Viele haben gefragt, warum gesungen wird und nicht gesprochen. Ich habe versucht, ihnen das anhand ihrer eigenen Erfahrungen zu erklären und die Gegenfrage gestellt, wann sie selbst denn singen würden. Da haben sie rasch verstanden, dass sie ihre Gefühle mit dem Gesang stimmiger ausdrücken können, als mit reiner Sprache. Eine weitere häufig gestellte Frage war, ob der Kaiser absichtlich mit einem Schwarzen besetzt wurde. Ja natürlich habe ich das absichtlich gemacht.
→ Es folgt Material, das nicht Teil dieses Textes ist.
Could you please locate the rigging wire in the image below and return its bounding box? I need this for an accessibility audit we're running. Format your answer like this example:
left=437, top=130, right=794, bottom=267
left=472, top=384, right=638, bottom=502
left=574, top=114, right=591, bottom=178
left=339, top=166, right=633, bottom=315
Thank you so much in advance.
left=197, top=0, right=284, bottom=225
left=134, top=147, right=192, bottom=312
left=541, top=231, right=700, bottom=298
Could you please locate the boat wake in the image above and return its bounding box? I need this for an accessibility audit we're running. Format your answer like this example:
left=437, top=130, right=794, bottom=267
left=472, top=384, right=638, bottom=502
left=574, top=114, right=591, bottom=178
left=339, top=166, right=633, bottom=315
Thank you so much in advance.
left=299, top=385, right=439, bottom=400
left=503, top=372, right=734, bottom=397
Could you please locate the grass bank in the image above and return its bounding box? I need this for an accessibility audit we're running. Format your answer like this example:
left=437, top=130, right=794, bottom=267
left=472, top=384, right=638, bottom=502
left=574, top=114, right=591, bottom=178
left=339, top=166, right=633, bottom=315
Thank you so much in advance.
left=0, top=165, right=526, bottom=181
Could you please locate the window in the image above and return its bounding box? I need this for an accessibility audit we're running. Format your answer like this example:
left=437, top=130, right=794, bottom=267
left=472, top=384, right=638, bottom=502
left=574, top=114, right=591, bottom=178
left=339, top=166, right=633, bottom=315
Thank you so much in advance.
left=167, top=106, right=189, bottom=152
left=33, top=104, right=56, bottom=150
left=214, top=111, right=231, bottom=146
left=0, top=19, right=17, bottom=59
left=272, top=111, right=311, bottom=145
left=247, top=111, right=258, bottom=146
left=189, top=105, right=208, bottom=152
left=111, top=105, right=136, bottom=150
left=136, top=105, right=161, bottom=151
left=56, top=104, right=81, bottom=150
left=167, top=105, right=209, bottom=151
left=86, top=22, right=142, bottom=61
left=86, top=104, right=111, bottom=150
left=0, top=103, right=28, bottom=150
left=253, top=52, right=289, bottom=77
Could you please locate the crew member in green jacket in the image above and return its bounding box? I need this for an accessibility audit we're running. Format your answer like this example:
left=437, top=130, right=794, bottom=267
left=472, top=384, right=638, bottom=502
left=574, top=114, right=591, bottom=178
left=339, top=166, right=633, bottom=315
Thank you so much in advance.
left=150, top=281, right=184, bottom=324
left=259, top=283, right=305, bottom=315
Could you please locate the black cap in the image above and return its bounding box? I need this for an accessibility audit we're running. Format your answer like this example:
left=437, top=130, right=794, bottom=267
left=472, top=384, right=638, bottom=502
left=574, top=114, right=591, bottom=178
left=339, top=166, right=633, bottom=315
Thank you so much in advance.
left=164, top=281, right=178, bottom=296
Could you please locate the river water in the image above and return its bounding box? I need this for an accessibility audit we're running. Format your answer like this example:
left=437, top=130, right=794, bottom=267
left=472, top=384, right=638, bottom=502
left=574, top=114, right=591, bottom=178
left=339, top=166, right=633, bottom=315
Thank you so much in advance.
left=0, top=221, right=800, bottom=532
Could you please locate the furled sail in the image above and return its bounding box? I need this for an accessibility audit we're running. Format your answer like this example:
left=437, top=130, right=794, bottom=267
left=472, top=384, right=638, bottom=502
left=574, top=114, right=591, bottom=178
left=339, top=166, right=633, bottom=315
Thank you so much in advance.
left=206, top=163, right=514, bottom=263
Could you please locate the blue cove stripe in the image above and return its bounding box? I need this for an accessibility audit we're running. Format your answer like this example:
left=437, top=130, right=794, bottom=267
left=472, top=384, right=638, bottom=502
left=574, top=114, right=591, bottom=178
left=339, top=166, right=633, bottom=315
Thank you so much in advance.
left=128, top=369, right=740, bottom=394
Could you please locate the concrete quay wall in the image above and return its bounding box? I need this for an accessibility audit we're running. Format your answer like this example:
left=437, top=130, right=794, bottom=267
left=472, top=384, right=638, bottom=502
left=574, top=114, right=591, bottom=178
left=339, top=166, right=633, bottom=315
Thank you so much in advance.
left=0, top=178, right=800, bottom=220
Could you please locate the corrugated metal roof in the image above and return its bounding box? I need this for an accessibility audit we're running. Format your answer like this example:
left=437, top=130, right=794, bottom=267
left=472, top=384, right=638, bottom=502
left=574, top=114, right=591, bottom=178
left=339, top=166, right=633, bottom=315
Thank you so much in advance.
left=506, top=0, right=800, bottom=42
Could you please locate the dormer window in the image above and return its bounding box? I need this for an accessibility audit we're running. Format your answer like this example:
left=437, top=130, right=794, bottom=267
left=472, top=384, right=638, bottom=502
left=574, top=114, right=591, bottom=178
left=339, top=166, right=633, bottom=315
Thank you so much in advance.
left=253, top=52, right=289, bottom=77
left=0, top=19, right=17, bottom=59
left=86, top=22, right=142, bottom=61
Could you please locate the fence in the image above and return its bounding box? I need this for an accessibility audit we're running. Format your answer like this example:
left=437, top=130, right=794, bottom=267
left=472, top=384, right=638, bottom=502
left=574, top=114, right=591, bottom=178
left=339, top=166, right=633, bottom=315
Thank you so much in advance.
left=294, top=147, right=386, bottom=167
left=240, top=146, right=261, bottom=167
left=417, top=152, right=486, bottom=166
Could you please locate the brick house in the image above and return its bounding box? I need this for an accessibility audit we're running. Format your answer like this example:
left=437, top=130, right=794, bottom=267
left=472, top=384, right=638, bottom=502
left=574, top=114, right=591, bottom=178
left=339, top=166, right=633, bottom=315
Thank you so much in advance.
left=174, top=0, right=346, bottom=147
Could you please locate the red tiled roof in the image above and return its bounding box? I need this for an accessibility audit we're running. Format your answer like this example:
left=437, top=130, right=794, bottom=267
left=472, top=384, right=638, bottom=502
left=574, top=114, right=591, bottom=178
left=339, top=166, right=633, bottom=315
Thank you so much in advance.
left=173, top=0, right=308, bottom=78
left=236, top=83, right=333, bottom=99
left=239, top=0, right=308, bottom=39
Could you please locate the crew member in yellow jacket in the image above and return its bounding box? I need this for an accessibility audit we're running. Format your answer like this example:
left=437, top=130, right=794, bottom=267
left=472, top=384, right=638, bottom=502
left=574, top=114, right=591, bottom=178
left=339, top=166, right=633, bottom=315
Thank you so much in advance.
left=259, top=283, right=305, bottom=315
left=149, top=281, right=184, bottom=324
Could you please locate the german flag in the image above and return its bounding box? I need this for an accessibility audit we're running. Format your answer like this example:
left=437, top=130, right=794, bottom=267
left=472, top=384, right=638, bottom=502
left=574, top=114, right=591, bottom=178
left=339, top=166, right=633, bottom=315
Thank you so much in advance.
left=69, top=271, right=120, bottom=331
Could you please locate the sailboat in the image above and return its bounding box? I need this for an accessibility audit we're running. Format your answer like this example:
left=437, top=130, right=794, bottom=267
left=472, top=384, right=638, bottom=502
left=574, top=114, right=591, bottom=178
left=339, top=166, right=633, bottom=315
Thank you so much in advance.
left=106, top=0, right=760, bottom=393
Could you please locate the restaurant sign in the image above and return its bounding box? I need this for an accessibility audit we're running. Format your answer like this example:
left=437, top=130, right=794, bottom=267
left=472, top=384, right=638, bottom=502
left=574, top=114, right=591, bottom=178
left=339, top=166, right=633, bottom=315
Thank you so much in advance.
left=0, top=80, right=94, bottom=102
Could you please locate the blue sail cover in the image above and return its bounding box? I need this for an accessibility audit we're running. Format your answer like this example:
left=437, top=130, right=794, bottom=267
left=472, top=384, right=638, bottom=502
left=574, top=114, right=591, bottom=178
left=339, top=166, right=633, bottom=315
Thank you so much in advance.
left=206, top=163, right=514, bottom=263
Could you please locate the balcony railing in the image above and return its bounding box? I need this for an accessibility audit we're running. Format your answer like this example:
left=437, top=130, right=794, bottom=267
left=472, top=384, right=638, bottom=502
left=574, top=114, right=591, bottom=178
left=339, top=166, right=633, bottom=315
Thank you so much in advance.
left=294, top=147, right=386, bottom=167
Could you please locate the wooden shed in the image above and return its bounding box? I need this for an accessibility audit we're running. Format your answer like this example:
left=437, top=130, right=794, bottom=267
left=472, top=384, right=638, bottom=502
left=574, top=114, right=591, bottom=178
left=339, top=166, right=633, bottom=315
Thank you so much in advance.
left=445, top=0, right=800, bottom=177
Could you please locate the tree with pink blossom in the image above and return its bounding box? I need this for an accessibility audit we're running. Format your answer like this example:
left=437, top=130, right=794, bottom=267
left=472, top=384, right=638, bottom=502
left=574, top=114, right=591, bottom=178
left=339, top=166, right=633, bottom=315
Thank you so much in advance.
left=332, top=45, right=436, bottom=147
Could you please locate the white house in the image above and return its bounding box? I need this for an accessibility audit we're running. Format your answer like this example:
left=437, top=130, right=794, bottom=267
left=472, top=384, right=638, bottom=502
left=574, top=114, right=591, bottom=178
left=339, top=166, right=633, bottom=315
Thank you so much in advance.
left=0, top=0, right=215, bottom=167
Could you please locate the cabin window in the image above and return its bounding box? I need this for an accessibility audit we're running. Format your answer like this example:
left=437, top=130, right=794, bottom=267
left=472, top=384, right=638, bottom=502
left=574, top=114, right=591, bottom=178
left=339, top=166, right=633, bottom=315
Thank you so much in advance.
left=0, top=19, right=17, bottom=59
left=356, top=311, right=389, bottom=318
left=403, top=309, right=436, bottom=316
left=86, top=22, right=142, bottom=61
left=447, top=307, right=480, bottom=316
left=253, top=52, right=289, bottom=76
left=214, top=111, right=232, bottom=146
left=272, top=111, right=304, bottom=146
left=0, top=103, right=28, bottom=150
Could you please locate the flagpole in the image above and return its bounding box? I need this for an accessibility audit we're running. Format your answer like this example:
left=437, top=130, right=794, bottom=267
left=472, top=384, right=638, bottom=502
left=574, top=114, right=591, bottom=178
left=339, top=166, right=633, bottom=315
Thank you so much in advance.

Ich habe eine Abscheu vor politisch korrekter Kunst und abenteuerlicher Politik. Nur mit politisch unkorrekter Kunst kann man Lösungskompetenz für soziale Probleme aufzeigen, nur so kann man auch den Leuten Mut machen, zu jenen Menschen zu werden, die sie selbst eigentlich sein könnten. Die Politik kann die Voraussetzungen für ein friedliches Zusammenleben schaffen, aber erst die Kunst kann den richtigen Ansporn dazu bringen. Bei den Kursen habe ich mit den Kindern in einer Gruppe das Problem der Ausgrenzung thematisiert. Also das Thema, das in der Oper behandelt wird. Sie haben in der eigenen Gruppe ein rothaariges Mädchen ausgesucht, das sie dazu auserkoren hatten, von der Gruppe ausgegrenzt zu werden. Ein zweites Mädchen war türkischstämmig, aber im Gegensatz zur Rothaarigen, die alles über sich ergehen ließ, hat dieses ihre Freundinnen aktiviert, die ihr beigestanden sind, sich vor sie hingestellt haben und aktiv gegen die Ausgrenzung aufgetreten sind. Ich habe das rothaarige Mädchen ermuntert, sich zu wehren, was sie dann auch getan hat. Das sind Erfahrungen, die können die Kinder auch später in ihrem Leben einsetzen, wenn es nötig ist.

Wie sind sie zur Besetzung des Kaisers durch Vince Vincent gekommen?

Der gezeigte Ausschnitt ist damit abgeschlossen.